Голгофа - Гомин Лесь (бесплатные версии книг TXT) 📗
Слабые, хилые не выдерживали удушья. Падали, не дойдя до цели, и горько упрекали себя за греховность. Сильные пробирались вперед, а калеки ныли, умоляя пропустить их, чтобы скорее встать возле источника божьей милости.
Внезапно толпа остановилась, как судно, наскочившее на мель. Кладбище не вмещало всех. Многие стали за оградой, задрав головы, — прислушивались, о чем говорили святые отцы. Богослужения не было слышно задним, но им передавалась напряженность стоявших впереди, а вздохи, волнами перекатывавшиеся по толпе, усиливали напряжение. Плач, помимо воли, охватил обессиленных людей, и слезы катились по лицам, покрытым пылью. Рыдания становились все громче и вскоре стоном взмыли в небо и поплыли, покатились долиной над Кодымой, поднимаясь вверх, опускаясь и разносясь над степью. И притихло всё вокруг перед горем тысяч людей. Стих ветер, замер воздух, не колышется — тоскливый стон заполнил все.

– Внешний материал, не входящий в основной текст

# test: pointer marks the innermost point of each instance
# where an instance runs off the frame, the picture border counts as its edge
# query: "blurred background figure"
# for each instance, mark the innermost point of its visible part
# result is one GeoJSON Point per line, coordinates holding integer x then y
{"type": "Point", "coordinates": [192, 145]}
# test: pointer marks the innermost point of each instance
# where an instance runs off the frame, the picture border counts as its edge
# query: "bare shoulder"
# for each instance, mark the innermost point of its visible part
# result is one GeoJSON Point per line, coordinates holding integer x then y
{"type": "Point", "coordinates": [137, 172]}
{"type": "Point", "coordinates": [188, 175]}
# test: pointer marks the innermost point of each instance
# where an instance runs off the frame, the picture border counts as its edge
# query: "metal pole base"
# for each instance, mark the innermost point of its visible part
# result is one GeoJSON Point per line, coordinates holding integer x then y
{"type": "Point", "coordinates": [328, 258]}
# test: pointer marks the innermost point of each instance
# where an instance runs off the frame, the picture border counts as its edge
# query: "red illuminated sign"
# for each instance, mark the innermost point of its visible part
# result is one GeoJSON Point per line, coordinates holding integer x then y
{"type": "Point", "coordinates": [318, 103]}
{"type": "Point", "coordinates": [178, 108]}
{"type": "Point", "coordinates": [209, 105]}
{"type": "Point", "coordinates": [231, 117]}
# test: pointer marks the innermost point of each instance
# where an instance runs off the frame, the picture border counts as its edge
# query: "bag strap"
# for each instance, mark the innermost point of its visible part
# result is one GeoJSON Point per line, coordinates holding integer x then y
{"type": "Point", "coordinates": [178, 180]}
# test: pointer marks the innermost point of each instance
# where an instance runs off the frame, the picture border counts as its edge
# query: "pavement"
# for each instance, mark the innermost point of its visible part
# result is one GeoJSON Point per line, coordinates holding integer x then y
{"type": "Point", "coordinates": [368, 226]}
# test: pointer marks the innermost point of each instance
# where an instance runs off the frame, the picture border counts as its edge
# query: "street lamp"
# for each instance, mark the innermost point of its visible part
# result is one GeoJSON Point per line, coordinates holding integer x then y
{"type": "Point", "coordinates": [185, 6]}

Это плачет село, изливая в слезах свою нужду. Выплакивает вековую горькую судьбу народ, пахари, замкнутые в кругу мертвящей беспомощности. Плачет весь порабощенный, эксплуатируемый край. Не слышала еще такого плача Бессарабия, как не слыхал его богохранимый престол, князья церкви, небеса, к которым взывала рыдающая толпа темных людей.
— Гроб, гроб подняли! Гроб достали! — зашумели вокруг.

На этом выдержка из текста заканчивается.